# FPT algorithm for Partial k-tree Isomorphism

H.L. Bodlander in Polynomial algorithms for graph isomorphism and chromatic index on partial $k$-trees given a polynomial time algorithm for graph isomorphism when $k$ is constant.

Is there any FPT algorithm for partial $k$-tree isomorphism.

As M. kanté pointed out, it's open whether or not graph isomorphism is FPT when parameterized by tree-width. Furthermore, I don't believe there is any complexity-theoretic barrier to creating an FPT algorithm in this case.

For a survey of what's known about the fixed-parameter tractability of graph isomorphism, see the introduction of my paper with Anuj Dawar and Eryk Kopczyński here. In the paper we show graph isomorphism is FPT in the tree-depth of a graph, which is a necessary (but not sufficient) condition for graph isomorphism to be FPT in tree-width.

• A non-paywalled version of the paper is available at people.csail.mit.edu/adam/Papers/tree-depth.pdf. Nov 7, 2013 at 16:51
• Please note, that the problem is even open for the path / tree distance width and only solved for the rooted tree distance width and some other restrictions (e.g. root sets with c components). The feedback vertex number is another parameter such that $tw\leq f(fvs)$ and for which GI is in FPT (see here, but canonization is open AFAIK). Nov 11, 2013 at 10:21
• The link to mpi-inf.mpg.de in a comment above seems to be broken; it's probably meant to point to the following article: Kratsch, Stefan; Schweitzer, Pascal, Isomorphism for graphs of bounded feedback vertex set number. In: Kaplan, H. (eds) Algorithm Theory - SWAT 2010. SWAT 2010. Lecture Notes in Computer Science, vol 6139, Springer: Berlin, Heidelberg., pp. 81–92 (2010). Zbl 1284.05296.
– user67557
Feb 19 at 7:07

In the meantime, it was shown that Graph Isomorphism is FPT with respect to the treewidth of the graphs.
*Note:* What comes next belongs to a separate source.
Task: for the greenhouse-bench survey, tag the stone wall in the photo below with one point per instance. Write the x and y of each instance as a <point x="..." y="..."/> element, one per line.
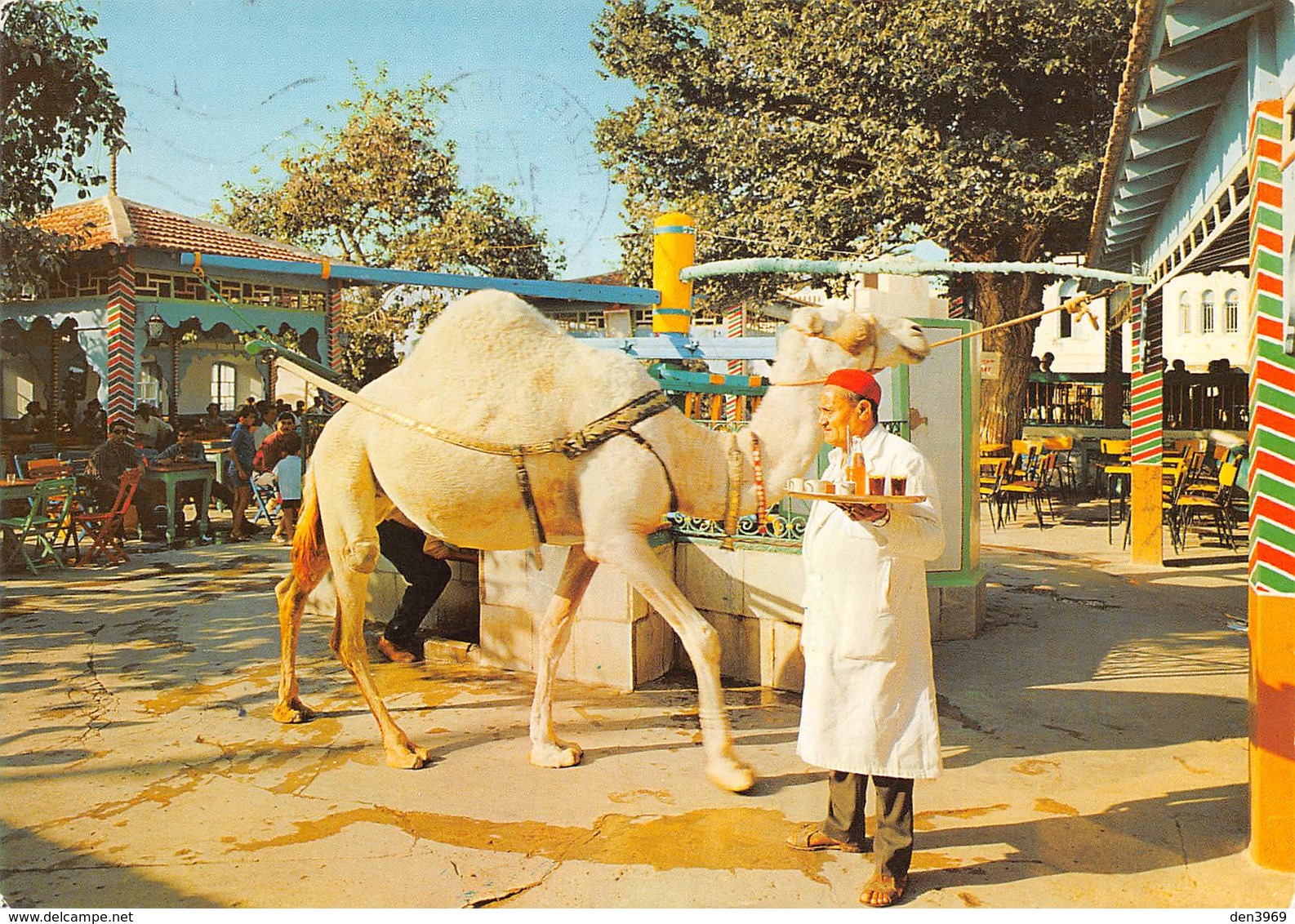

Daniel Lokshtanov, Marcin Pilipczuk, Michał Pilipczuk, and Saket Saurabh: Fixed-Parameter Tractable Canonization and Isomorphism Test for Graphs of Bounded Treewidth, SIAM J. Comput. 46(1): 161-189 (2017), https://doi.org/10.1137/140999980.

no FPT algorithm is known. I am wondering whether, under some complexity hypothesis, noone exists.